Neben Berufen in der Kinderbetreuung und -erziehung waren insbesondere Medizinische Fachangestellte von März bis Oktober 2020 stark von Fehlzeiten im Zusammenhang mit Covid-19 betroffen. Offenbar wirkt sich hier die Entscheidung der Politik aus, Schulen und Kitas – anders als in der ersten Lockdown-Phase – offen zu halten, so die naheliegende Hypothese. Berufe mit häufigen zwischenmenschlichen Kontakten, die aufgrund der Maßnahmen zu einer Reduzierung der Kontakte gezwungen waren oder ihren Beruf nicht ausüben konnten, zeigen deutlich unterdurchschnittliche Werte, so beispielsweise Berufe in der Gastronomie (571 Betroffene je 100.000 Beschäftigte) oder im Kosmetikgewerbe (605 Betroffene je 100.000 Beschäftigte).

Diese Befunde verdeutlichen einmal mehr, dass die berufliche Tätigkeit unter bestimmten Rahmenbedingungen ein eigenständiges Infektionsrisiko beinhaltet, ein an sich selbstverständlicher Aspekt, der aber in weiten Teilen der Debatte über die Ausgestaltung eines „harten“ Lockdown irgendwie ausgeblendet wurde (und wird).

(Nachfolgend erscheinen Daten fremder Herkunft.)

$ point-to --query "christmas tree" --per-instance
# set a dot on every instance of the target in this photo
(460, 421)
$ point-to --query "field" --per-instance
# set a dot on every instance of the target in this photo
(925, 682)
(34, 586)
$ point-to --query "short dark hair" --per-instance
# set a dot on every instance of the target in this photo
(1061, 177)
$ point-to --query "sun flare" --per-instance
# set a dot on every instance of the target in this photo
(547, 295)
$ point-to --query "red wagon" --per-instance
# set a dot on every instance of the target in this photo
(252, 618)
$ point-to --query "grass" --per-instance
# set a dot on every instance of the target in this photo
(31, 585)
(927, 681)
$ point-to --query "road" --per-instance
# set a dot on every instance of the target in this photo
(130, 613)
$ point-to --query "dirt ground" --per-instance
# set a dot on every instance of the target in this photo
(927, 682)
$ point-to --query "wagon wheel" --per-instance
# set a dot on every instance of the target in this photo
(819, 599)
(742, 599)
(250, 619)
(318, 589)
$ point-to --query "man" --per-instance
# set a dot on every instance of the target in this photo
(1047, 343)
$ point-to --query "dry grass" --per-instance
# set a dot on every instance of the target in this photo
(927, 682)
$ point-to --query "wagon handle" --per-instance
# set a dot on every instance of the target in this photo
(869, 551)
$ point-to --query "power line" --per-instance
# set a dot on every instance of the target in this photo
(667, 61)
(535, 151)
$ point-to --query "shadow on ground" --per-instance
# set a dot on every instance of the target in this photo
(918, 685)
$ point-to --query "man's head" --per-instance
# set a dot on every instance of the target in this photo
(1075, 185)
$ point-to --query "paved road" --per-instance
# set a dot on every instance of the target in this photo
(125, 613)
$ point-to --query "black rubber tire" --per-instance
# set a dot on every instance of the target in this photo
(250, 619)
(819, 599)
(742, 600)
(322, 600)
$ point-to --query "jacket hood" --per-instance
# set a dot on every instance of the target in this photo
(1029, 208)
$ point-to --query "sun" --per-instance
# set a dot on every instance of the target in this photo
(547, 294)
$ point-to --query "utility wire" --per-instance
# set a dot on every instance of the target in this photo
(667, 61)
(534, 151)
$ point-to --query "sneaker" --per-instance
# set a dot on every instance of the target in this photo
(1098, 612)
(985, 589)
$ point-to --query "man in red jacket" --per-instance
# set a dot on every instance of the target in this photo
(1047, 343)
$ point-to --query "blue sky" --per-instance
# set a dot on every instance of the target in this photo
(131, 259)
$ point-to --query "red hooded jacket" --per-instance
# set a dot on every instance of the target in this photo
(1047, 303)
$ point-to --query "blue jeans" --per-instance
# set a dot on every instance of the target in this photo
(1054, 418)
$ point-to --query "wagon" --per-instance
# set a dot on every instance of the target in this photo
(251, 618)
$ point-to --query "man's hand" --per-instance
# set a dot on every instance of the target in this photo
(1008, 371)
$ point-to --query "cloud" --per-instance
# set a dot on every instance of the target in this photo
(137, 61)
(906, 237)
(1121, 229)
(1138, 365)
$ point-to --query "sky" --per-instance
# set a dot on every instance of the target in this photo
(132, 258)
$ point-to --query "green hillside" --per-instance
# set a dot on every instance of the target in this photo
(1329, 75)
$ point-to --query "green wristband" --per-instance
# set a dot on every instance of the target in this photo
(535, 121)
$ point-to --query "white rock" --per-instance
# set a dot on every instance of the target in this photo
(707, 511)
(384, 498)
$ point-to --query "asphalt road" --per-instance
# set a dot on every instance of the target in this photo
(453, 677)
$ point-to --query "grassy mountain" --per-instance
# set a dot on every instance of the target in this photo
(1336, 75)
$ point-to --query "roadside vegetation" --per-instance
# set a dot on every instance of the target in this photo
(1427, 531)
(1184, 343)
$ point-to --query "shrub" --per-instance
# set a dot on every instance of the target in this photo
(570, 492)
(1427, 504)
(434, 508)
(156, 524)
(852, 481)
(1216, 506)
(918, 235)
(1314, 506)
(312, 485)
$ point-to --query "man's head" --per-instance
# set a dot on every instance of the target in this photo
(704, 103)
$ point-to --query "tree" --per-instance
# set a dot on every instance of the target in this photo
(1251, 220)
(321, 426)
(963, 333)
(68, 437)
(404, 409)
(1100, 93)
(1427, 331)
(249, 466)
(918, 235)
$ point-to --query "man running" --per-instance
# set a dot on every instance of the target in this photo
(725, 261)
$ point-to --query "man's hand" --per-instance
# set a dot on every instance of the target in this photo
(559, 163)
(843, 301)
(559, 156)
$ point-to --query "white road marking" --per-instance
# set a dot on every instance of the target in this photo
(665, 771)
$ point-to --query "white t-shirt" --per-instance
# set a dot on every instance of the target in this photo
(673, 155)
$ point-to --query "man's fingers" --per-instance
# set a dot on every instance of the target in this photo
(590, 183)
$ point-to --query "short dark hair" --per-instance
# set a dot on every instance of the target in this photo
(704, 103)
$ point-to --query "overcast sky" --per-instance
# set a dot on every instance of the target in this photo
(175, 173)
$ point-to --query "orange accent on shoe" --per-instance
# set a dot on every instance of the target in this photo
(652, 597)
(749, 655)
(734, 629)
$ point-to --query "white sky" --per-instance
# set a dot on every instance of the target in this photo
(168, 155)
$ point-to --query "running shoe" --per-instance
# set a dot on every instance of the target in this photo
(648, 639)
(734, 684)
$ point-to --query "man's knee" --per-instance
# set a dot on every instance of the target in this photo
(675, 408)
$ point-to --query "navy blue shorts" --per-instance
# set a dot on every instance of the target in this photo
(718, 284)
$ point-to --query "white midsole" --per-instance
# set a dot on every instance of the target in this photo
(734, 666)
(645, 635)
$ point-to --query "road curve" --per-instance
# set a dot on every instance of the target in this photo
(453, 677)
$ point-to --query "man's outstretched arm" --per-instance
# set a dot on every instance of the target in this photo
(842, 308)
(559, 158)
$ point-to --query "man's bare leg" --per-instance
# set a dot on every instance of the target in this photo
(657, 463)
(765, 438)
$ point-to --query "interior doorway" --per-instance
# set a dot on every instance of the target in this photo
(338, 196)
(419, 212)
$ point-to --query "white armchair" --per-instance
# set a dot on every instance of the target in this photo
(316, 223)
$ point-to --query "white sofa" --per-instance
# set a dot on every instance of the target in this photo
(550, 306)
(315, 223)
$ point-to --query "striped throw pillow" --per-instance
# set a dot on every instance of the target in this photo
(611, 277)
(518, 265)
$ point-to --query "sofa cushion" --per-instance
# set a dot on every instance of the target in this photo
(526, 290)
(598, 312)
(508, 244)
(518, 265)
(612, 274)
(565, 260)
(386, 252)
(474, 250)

Die regionalen Corona-Hotspots spiegeln sich auch in den Daten die Arbeitsunfähigkeit der Versicherten. »Im Oktober 2020 lässt die regionale Verteilung der Krankschreibungen im Zusammenhang mit Covid-19 eine wesentlich geringere Belastung des Nordostens erkennen – mit Ausnahme von Berlin und vielen Regionen Sachsens … Besonders von der Ausbreitung des Virus betroffene Regionen waren im Oktober die bayerischen Landkreise Weiden in der Oberpfalz und Rosenheim.«

Und es sei angesichts der Entwicklung der Zahl der neuen Infektionen und dem Ende der Auswertung mit dem Oktober 2020 hier nur angemerkt, dass der November und der Dezember sicher noch weitere unangenehme Überraschungen bereit halten wird.

Neben der rein quantitativen Betroffenheit muss mit Blick auf das Gesundheitspersonal auch darauf hingewiesen werden, dass nicht nur eine weiterhin überdurchschnittliche Betroffenheit von Erkrankungen vorliegt, sondern dass auch die Verläufe schwerer sind als im Durchschnitt. Dazu und mit Blick auf die Konsequenzen für eine Anerkennung als Arbeitsunfall bzw. Berufskrankheit vgl. ausführlicher den Beitrag Viel mehr und oft schwerer im Verlauf: Covid-19 bei Ärzten, Pflegekräften und Rettungspersonal. Und die Frage nach der Zeit „danach“ sowie nach der Einstufung als Arbeitsunfall bzw. Berufskrankheit vom 15. Dezember 2020.